Mossad team lead terror investigation
A Mossad-led team of Israeli experts was carrying out sweeping searches in Mombasa today, after the two terrorist attacks on their countrymen.
Security officials were questioning 12 foreigners and trying to trace the vehicle used in a missile attack on an Israeli charter jet.
Kenyan and Israeli authorities sealed off the blackened shell of the Paradise Hotel hit by a suicide car bomb attack that killed 10 Kenyans, three Israelis and the three bombers on Thursday.
Israeli officials collected debris – including launchers and two missile casings – from the site where two missiles were launched about five minutes before the hotel blast, 15 miles north of Mombasa.
Israeli authorities appeared to be doing most of the evidence gathering, while Kenyan police assisted them. US security officials were also involved in the investigation.
“I’m happy with the way the investigation is going,” internal security and defence minister Julius Sunkuli told The Associated Press. “We are really trying to work hard to get more clues about the other car because we don’t think it has left Kenya.”
Police have found the registration plate for the vehicle used in the suicide attack, but it is not clear who owned the vehicle. There has been no progress tracing the vehicle used in the missile attack.
The two missiles streaked past a Boeing 757 Israeli charter aircraft owned by Arkia Airlines as it left the Mombasa airport bound for Tel Aviv.
Officials close to the investigation said it was likely that the rockets were Russian-made Strelas, a shoulder-fired surface-to-air missile.
Sunkuli said the missile launchers – which had been painted blue – were “most likely” Russian, but could be German or American.
Kenyan security said it appeared the missiles were fired by someone standing in a grassy gulch across a two-lane highway from the airfield. A white four-wheel drive vehicle had been parked at the spot about a mile from the airfield, police said.
The missiles narrowly missed being hit by the plane, carrying 271 passengers and crew members.
Police have detained 12 people for questioning, including an American woman, a Spanish man with resident status for the United States, six Pakistani men and four men from neighbouring Somalia, Sunkuli told reporters.

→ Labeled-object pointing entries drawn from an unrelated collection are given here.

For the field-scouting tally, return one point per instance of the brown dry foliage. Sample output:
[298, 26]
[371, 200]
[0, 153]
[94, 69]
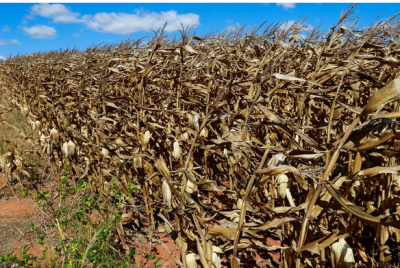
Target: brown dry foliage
[236, 137]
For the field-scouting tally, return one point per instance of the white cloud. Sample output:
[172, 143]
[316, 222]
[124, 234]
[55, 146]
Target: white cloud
[233, 27]
[288, 24]
[5, 29]
[57, 12]
[115, 23]
[7, 42]
[122, 23]
[287, 5]
[40, 31]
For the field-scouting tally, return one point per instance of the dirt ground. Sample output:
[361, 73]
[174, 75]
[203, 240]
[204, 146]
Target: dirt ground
[16, 212]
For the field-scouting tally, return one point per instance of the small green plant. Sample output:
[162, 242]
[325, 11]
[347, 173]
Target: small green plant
[80, 245]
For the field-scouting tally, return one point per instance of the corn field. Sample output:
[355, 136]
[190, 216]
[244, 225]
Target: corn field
[232, 138]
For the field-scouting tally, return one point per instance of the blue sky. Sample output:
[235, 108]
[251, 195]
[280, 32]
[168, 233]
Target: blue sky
[28, 28]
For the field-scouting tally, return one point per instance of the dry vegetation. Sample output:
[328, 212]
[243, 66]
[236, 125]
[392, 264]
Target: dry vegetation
[233, 138]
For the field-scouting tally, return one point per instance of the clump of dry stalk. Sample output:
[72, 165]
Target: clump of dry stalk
[233, 138]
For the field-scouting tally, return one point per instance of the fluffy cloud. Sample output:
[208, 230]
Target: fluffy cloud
[5, 29]
[288, 24]
[232, 27]
[115, 23]
[123, 23]
[40, 31]
[7, 42]
[57, 12]
[287, 5]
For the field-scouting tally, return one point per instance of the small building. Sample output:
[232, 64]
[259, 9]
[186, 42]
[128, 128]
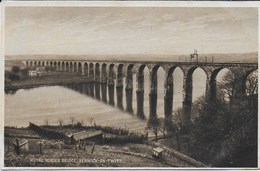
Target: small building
[21, 146]
[34, 73]
[93, 135]
[158, 152]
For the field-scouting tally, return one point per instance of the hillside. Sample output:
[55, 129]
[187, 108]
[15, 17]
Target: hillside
[251, 57]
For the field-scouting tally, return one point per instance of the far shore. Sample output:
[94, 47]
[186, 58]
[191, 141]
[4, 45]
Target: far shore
[50, 79]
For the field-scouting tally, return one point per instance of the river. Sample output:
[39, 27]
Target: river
[56, 103]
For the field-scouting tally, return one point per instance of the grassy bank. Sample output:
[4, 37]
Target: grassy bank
[48, 79]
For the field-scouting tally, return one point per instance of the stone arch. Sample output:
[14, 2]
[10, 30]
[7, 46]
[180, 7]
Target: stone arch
[67, 66]
[97, 78]
[212, 94]
[85, 68]
[79, 68]
[140, 90]
[97, 72]
[129, 88]
[51, 64]
[168, 92]
[104, 82]
[119, 86]
[91, 71]
[153, 92]
[55, 65]
[71, 65]
[104, 73]
[63, 66]
[75, 67]
[59, 66]
[111, 84]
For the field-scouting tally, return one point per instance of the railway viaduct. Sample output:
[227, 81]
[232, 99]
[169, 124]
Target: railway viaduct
[110, 74]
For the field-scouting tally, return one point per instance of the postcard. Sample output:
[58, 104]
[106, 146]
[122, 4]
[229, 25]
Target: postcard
[150, 85]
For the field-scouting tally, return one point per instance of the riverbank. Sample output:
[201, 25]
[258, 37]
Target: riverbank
[48, 79]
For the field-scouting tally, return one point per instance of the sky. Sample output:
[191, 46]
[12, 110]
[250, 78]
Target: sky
[129, 30]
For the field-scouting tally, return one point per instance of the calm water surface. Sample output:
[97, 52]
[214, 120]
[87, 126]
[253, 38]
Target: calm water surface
[56, 103]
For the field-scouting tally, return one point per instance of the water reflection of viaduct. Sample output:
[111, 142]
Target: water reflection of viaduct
[105, 73]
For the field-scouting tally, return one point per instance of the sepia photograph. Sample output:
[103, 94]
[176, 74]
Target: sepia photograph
[130, 86]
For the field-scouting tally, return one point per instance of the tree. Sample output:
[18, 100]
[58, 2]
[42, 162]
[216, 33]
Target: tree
[162, 126]
[252, 83]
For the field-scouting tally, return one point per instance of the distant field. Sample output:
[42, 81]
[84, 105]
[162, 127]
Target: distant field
[10, 63]
[251, 57]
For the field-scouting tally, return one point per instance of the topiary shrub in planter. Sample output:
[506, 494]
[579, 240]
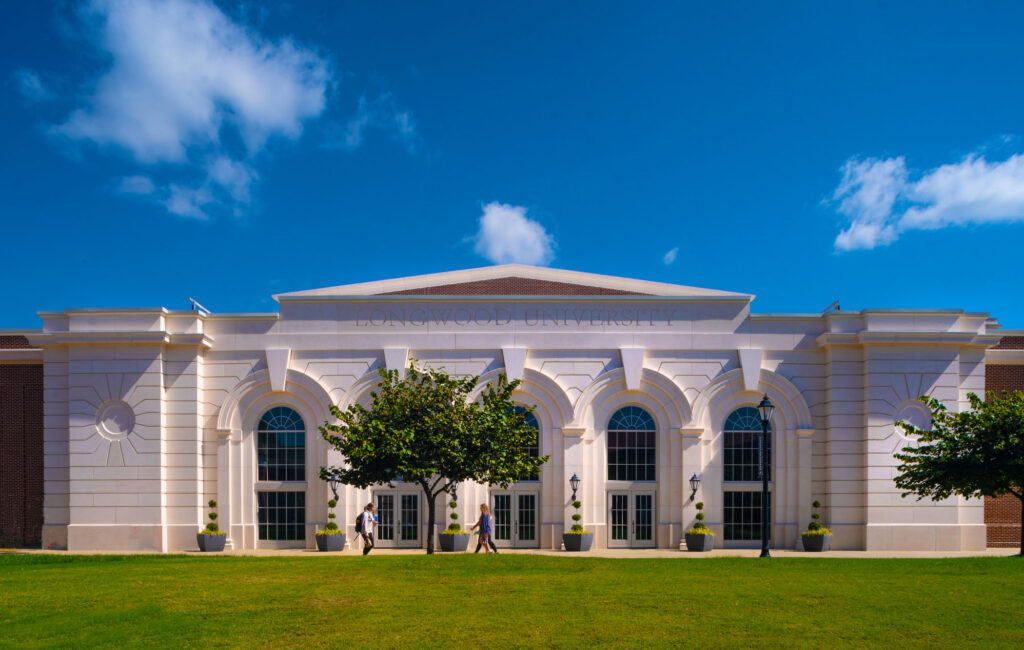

Deputy police commissioner William Langat contradicted earlier police statements by saying the Pakistanis and Somalis were detained immediately after the Thursday morning attacks. Police had said they were picked up yesterday.
The Somalis and Pakistanis arrived at Mombasa port in a leaking boat on Monday, Langat said. As far as police know, they did not leave the a dhow, a traditional wooden ship with a triangular sail, he said.
It was not clear where the men came from.
Sunkuli said he did not think the American woman, who used a Florida address when she checked into a hotel near the Paradise Hotel, and the Spaniard, believed to be her husband, were involved in the attacks.
“When they’re involvement is totally ruled out the police will release them,” he said.
Police had earlier said the Pakistanis and Somalis had suspicious documents, but Sunkuli said not all of them were travelling on false passports.
“These people are either connected directly or remotely. Some may not be connected at all,” he told reporters.
The previously unknown Army of Palestine has claimed responsibility for the attacks. But Palestinian officials denied that any Palestinian group was involved, and Kenyan and Israeli officials have said they suspect Osama bin Laden’s al-Qaida network was behind the attacks.
In Washington, initial suspicion centred on two groups: al-Qaida and al-Itihaad al-Islamiya, a Somali Islamic group suspected of having links to bin Laden’s network, a US official said. It is also possible the two groups were working together, the official said.
A wide array of weapons are available in Somalia, which has frequently been cited by the United States as a possible terrorist haven.
Al-Qaida has been blamed for the 1998 US Embassy bombings in Nairobi and Dar es Salaam, Tanzania, that killed 231 people and wounded more than 5,000.
“Kenya has been attacked by al-Qaida (before) so we cannot rule them out,” Sunkuli said. “Over the last six months Kenyan investigators have been following certain leads, (but) not particularly this one.”
The Israeli army has sent a team of 150 doctors, psychologists, and soldiers to Kenya’s Indian Ocean coast – a popular tourist destination.
Two of the Israelis killed were teenage brothers. Doctors said one was burned so badly he was identifiable only by his braces. All that remained of the other brother was part of an arm.
The mother of the dead boys was in a serious condition and an older sister was in moderate condition, Israeli officials said.